Advantages: Useful for maintaining session persistence.
Disadvantages: Can lead to uneven distribution if many clients share the same IP address (e.g., behind a NAT).
7. Least Response Time
Overview: This algorithm directs requests to the server with the lowest response time, considering both the current load and the server's performance.
Advantages: Ensures that requests are handled by the fastest available server.
Disadvantages: Requires continuous monitoring of response times, adding overhead.
8. Resource-Based (Adaptive)
Overview: The Resource-Based algorithm distributes requests based on the actual resource usage (CPU, memory, etc.) of each server.
Advantages: Highly efficient and adaptive to real-time server conditions.
Disadvantages: Complex to implement and requires detailed monitoring of server resources.
9. Geographic
Overview: The Geographic algorithm directs requests to the server that is geographically closest to the client, reducing latency.
Advantages: Improves response times for geographically distributed users.
Disadvantages: Requires a geographically distributed server infrastructure.
10. Consistent Hashing
Overview: Consistent Hashing is used in distributed systems to minimize the number of keys that need to be remapped when a server is added or removed.
Advantages: Reduces the impact of server changes on the overall system.

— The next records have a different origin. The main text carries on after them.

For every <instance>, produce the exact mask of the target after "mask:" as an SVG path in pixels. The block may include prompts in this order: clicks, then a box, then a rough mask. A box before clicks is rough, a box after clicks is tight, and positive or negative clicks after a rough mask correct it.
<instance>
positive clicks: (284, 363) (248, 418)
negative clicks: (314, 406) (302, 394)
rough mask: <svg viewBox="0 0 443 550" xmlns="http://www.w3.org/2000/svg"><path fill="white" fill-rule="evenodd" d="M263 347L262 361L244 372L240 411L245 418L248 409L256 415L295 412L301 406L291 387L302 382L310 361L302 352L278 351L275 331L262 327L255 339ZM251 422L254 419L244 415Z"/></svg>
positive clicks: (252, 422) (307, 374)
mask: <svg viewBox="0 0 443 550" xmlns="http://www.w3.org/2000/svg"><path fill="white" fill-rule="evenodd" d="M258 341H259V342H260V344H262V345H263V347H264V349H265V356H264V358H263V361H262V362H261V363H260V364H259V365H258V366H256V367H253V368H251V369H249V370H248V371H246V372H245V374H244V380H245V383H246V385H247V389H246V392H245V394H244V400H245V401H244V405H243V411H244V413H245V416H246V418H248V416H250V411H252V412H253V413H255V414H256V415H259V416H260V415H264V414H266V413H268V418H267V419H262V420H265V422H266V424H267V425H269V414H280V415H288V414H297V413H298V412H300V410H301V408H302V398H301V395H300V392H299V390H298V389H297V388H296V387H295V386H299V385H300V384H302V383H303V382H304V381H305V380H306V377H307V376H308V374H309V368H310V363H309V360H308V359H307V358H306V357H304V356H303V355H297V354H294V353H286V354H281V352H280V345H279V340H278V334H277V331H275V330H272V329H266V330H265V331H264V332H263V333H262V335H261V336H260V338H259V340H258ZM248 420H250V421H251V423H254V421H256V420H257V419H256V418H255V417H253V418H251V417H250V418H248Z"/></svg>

Disadvantages: More complex to implement and manage.
Conclusion
Load balancer algorithms play a crucial role in ensuring the efficient distribution of network traffic across multiple servers. Each algorithm has its own strengths and weaknesses, making them suitable for different scenarios. Round-Robin and Random are simple and easy to implement, while Least-Connections and Weighted Least-Connections offer more dynamic and efficient load balancing. Weighted Round-Robin and Weighted Least-Connections provide additional customisation based on server capacity. Other algorithms like IP Hash, Least Response Time, Resource-Based, Geographic, and Consistent Hashing offer specialised solutions for specific needs.
Choosing the right load balancer algorithm depends on the specific requirements of your application, including factors like server capacity, traffic patterns, and desired performance characteristics. By understanding the different algorithms available, you can make an informed decision that optimizes the performance, reliability, and scalability of your system.